Question: Negative values after normalizing an agilent microarray dataset with limma
0
3.8 years ago by
University of Salerno, Salerno, Italy
Konstantinos Yeles20 wrote:

Dear Community,

i would like to address an "issue" i have discovered while importing and pre-processing an agilent microarray dataset  in R. More specifically, part of my code is the following:

...
files <- list.files(pattern = "GSM")

y <- backgroundCorrect(dat,method="normexp")
y <- normalizeBetweenArrays(y,method="quantile")
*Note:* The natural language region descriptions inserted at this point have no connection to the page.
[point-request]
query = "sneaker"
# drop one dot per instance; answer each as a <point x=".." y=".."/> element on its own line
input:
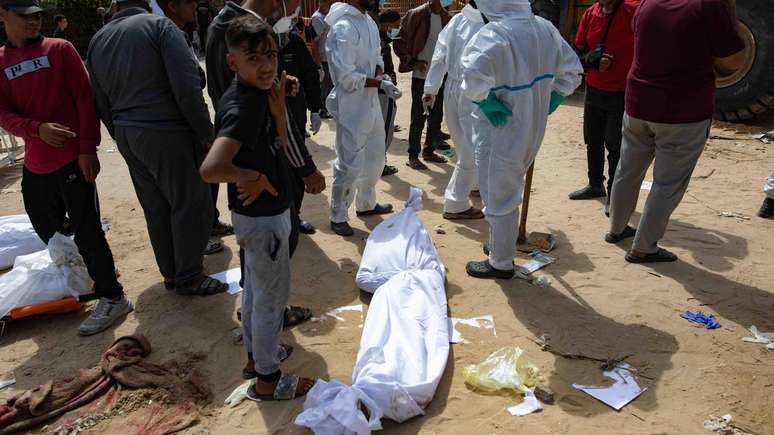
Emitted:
<point x="767" y="209"/>
<point x="342" y="229"/>
<point x="104" y="314"/>
<point x="588" y="192"/>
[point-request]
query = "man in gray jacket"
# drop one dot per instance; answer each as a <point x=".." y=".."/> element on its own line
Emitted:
<point x="148" y="93"/>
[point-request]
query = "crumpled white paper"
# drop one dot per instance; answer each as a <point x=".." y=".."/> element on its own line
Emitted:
<point x="619" y="394"/>
<point x="486" y="322"/>
<point x="766" y="338"/>
<point x="529" y="405"/>
<point x="239" y="394"/>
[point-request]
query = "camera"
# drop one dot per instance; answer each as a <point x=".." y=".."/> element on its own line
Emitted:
<point x="594" y="57"/>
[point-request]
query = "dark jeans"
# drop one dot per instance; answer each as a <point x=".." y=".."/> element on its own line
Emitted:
<point x="418" y="119"/>
<point x="164" y="166"/>
<point x="48" y="197"/>
<point x="214" y="190"/>
<point x="602" y="129"/>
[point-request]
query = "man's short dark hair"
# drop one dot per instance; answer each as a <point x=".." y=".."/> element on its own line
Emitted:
<point x="251" y="30"/>
<point x="389" y="16"/>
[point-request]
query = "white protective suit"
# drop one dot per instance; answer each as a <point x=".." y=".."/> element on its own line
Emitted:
<point x="353" y="49"/>
<point x="522" y="58"/>
<point x="459" y="110"/>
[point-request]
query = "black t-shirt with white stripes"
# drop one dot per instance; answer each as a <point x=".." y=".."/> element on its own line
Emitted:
<point x="243" y="115"/>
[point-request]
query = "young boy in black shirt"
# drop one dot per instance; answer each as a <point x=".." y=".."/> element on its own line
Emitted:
<point x="248" y="155"/>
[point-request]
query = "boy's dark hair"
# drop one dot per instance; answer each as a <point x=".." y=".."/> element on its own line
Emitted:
<point x="251" y="30"/>
<point x="389" y="16"/>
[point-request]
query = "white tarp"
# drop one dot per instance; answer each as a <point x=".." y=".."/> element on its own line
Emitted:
<point x="405" y="342"/>
<point x="45" y="276"/>
<point x="17" y="237"/>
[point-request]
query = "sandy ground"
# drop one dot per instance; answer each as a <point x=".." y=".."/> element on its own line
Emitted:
<point x="596" y="304"/>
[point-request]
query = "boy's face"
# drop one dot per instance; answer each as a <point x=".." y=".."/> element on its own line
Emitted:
<point x="257" y="67"/>
<point x="22" y="26"/>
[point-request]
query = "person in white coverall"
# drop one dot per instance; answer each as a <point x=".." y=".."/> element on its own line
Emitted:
<point x="459" y="109"/>
<point x="517" y="69"/>
<point x="354" y="56"/>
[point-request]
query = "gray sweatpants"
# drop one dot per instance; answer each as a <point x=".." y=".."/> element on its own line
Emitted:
<point x="266" y="286"/>
<point x="676" y="149"/>
<point x="164" y="166"/>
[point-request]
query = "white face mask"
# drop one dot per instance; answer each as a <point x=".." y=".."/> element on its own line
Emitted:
<point x="284" y="24"/>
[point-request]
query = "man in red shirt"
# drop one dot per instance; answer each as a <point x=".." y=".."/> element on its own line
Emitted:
<point x="46" y="99"/>
<point x="606" y="40"/>
<point x="670" y="100"/>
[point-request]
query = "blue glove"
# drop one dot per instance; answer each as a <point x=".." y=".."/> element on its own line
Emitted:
<point x="556" y="100"/>
<point x="709" y="321"/>
<point x="495" y="110"/>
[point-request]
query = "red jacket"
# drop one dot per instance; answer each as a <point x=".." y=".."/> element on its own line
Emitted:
<point x="620" y="43"/>
<point x="46" y="81"/>
<point x="414" y="30"/>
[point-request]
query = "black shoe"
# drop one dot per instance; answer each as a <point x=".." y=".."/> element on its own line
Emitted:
<point x="625" y="234"/>
<point x="342" y="229"/>
<point x="389" y="170"/>
<point x="379" y="209"/>
<point x="306" y="228"/>
<point x="767" y="209"/>
<point x="482" y="269"/>
<point x="441" y="145"/>
<point x="588" y="192"/>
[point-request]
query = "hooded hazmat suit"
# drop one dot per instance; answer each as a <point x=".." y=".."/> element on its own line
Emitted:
<point x="522" y="59"/>
<point x="353" y="49"/>
<point x="459" y="110"/>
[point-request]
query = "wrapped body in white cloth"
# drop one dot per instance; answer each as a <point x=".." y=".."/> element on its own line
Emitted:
<point x="405" y="341"/>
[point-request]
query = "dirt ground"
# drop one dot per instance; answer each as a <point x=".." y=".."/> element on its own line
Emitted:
<point x="596" y="304"/>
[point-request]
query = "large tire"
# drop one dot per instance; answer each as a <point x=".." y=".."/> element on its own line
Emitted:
<point x="548" y="9"/>
<point x="753" y="93"/>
But then, when inspecting the range of the values of my normalized dataset, i noticed something strange:

> range(y$E) [1] -1.54555 18.77689 > mat <- y$E
> length(mat[mat<0])
[1] 39
> mat[mat<0]
[1] -0.797841119 -1.545549855 -0.138353557 -0.797841119 -0.797841119 -0.797841119 -1.123788523
[8] -0.138353557 -1.123788523 -1.545549855 -0.138353557 -0.797841119 -0.138353557 -1.545549855
....(the rest of the negative values)

Thus, how should i deal with these negative values ? it has something to do with the background correction ? Maybe a naive solution is to add an offset, but of which value ? In other words, is a "general" approach on the offset, in not to change it in various other datasets with similar negative values" ?  I also share a histogram of my normalized expression values:

https://www.dropbox.com/s/hokwmhh1ib2jo8n/histogram.png?dl=0

Any help would be great !!

Konstantinos

modified 3.8 years ago by James W. MacDonald51k • written 3.8 years ago by Konstantinos Yeles20
Answer: Negative values after normalizing an agilent microarray dataset with limma
1
3.8 years ago by
United States
James W. MacDonald51k wrote:

There isn't an issue here. Those are log transformed values, and any normalized value that is < 1 will end up being negative after taking logs.

Dear James,

but these values should not oppose a problem in downstream analysis ? and i should not use an offset anyway ??

1

Well, I think Gordon Smyth's group likes to use an offset of 50, IIRC, for this type of data. The problem with low expressing genes like that is you start to have noise dominating any signal that may be there.

You might consider excluding any genes that are consistently low expressing, on the assumption that they aren't really being expressed (genes that are really low in a subset of samples shouldn't be excluded, because those may well be very interesting). But from a statistical standpoint the negative values don't pose any problem at all.